True Story: Murder, Memoir, Mea Culpa by Michael Finkel
Read this unbelievable memoir before they finish making the film! New York Times Magazine journalist, Michael Finkel was fired from the newspaper as a result of his manipulation of facts in a cover story on child slavery in Africa. On the eve of the New York Times' announcement of his departure, Finkel receives a phone call from a reporter in Oregon asking about the murders. Christian Longo, a man accused of murdering his wife and three children, fled to Mexico and started impersonating Michael Finkel of the New York Times. As a result the former journalist reaches out to Longo and the two men embark on an unexpected friendship.
The Lifeboat -- by Charlotte Rogan
A debut novel, set two years after the Titanic disappeared in the Atlantic. Narrator Grace Winter has survived the disastrous sinking of another ocean liner and a long ordeal on a lifeboat, which drifted away from all hope of rescue and was lost at sea for several weeks. Aboard the leaky, small vessel are men, women, and children – some are working for the good of all, but others resort to hoarding the small food and water supplies and sabotaging efforts at survival. Grace, a newlywed who watched her husband give up his own chance at life to save her, must decide whose side she is on when it becomes clear that not all will survive.
"Being Elmo" (Doctumentary)
Even if “Sesame Street” isn’t a fixture on your DVR, the Muppet character Elmo is familiar to everyone – he’s the fuzzy red guy brought to life by puppeteer Kevin Clash. Looking behind the energetic Muppet to make a documentary about Clash seems unlikely, but “Being Elmo” succeeds because it’s an incredibly inspiring story. Kevin Clash grew up commandeering his mother’s sewing machine to create his own characters and entertaining daycare groups of children, all in preparation for the day when he would knock on Jim Henson’s studio door and see his dreams come true. A dedicated artist in his own right, Clash’s story will leave you in tears one moment and truly inspired the next. It’s a heartwarming film for children of all ages.
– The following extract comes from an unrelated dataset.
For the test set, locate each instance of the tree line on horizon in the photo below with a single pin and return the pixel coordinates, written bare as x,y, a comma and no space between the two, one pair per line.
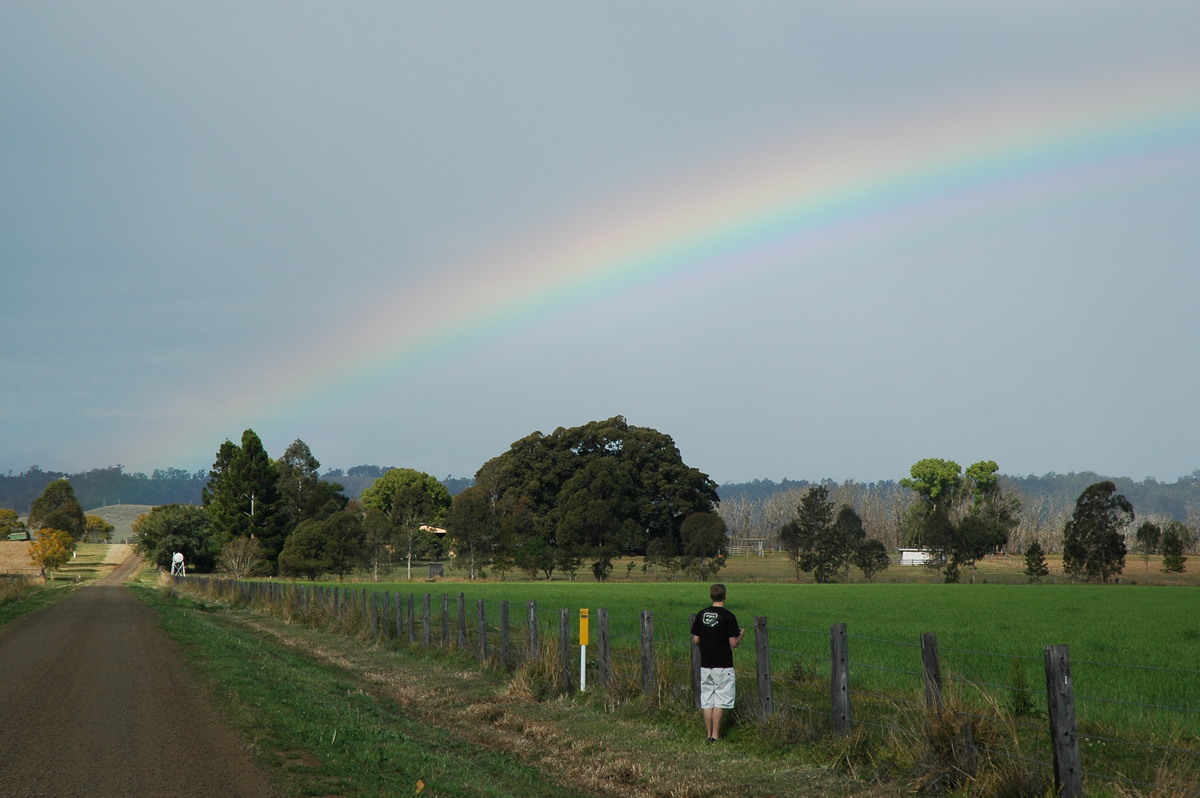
551,504
1051,493
607,490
The Wind Through the Keyhole -- By Stephen King
The Dark Tower Series is Stephen King’s opus. He wrote the first book when he was 23 years old. The seventh and final book in the series was published in 2004. Unlike many of his other full-length novels, the Dark Tower Series is not a horror story, but instead the tale of an epic quest. Roland is a gunslinger, a type of knight in a parallel world to our own. He is the last gunslinger left alive in his world. Roland’s world is “moving on” which is King’s Way of saying it is dying. In his journey to find out what’s destroying his world, Roland will journey into our world and back again to find out what is poisoning the dark tower, the center that holds all worlds together. This book takes place between the fourth and fifth book, but it is a stand-alone story. With the tiny bit of background information I just gave you, you can read and enjoy this new book and get a small glimpse into a different side of Stephen King.
Drift -- By Rachel Maddow
Rachel Maddow is the liberal host of The Rachel Maddow Show on MSNBC, and she’s now the author of one of the best reviewed non-fiction books of the season. Drift is about how far this country has drifted from Thomas Jefferson’s original goal of a country without a standing army. She examines the wars and policy changes which led to the United States becoming a nation that is involved in perpetual and extremely costly wars, and looks at ways we can get the American military back on course. Lest you think this book is just liberal propaganda, none other than Fox News CEO Roger Ailes blurbed it, saying “Rachel Maddow makes valid arguments that our country has been drifting towards questionable wars, draining our resources. Drift is a book worth reading.”